I thrust my right hand between the weapon and his skin, searching for the trigger. At the precise moment my middle finger found the guard he raised his knee to push me away. I used the distance between us to jab my finger onto the trigger.
There was a dull thud.
The suppressed barrel put a round into his lower gut, bollocks, cock or leg. I didn’t know which and didn’t much care. I shoved my left hand over his mouth to muffle the scream.
I suddenly had enough space to draw down the weapon. I jammed the long fat barrel against his head and fired again.
I rolled off his corpse and allowed myself a couple of deep breaths before moving on. I knew there wasn’t time for more. ‘Anna?’ I got up and closed the front door.

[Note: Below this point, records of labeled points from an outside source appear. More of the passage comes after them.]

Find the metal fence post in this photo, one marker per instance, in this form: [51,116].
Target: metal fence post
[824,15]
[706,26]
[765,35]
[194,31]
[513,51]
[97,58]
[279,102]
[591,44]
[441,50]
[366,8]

Low-level bookcases ran the length of the corridor. Books and magazines lay strewn across the floor. The brown, swirly-patterned carpet at the entrance to the living room was wet with blood. Anna knelt, sobbing, beside Semyon’s body. He lay half in, half out of the doorway, still in his raincoat and scarf. He’d thrown up his right arm in a vain attempt to protect himself. He must have known what was coming. There was no mistaking the exit wound on the left side of his forehead, slap in the middle of his frontal lobe. It wasn’t the only one. His left arm and both legs were stained crimson where he had taken rounds.
I checked the weapon. The chamber was empty. I ran my hands over the second loadie’s body for spares. He was carrying no extra ammunition. I guess he must have brought just enough to torture and kill an old man.
I ran into the kitchen and grabbed a bread knife. Two sets of bike gear lay on the floor, along with the rest of the room’s contents. They were old waxies, 1980s-style jackets. The pockets had been turned out.
The kettle had boiled dry on the stove. Semyon must have put it on as soon as he came in. The loadie had been waiting for him, or maybe he’d just knocked on the door. Semyon had known we were due any minute.
If anybody else had been here, they’d have done their stuff by now. All the same, I had to make sure. I cleared the two bedrooms, living room and bathroom. They’d all been ransacked. Drawers had been emptied, stuff torn apart – even in Grisha’s room, another shrine, still with his teenage football teams and pop-star posters on the wall.
I checked the loadie’s pockets and pulled off his fashionably pointed shoes. I couldn’t stop thinking about Red Ken lying on the tarmac, having taken a mag from this man. It made me feel good that the front of the bastard’s head now looked like Semyon’s. I just wished I’d been able to cause him the same amount of pain.
He had nothing on him at all. He’d come to the job sterile, and there was no sign of whatever he’d hoped to find in Semyon’s apartment.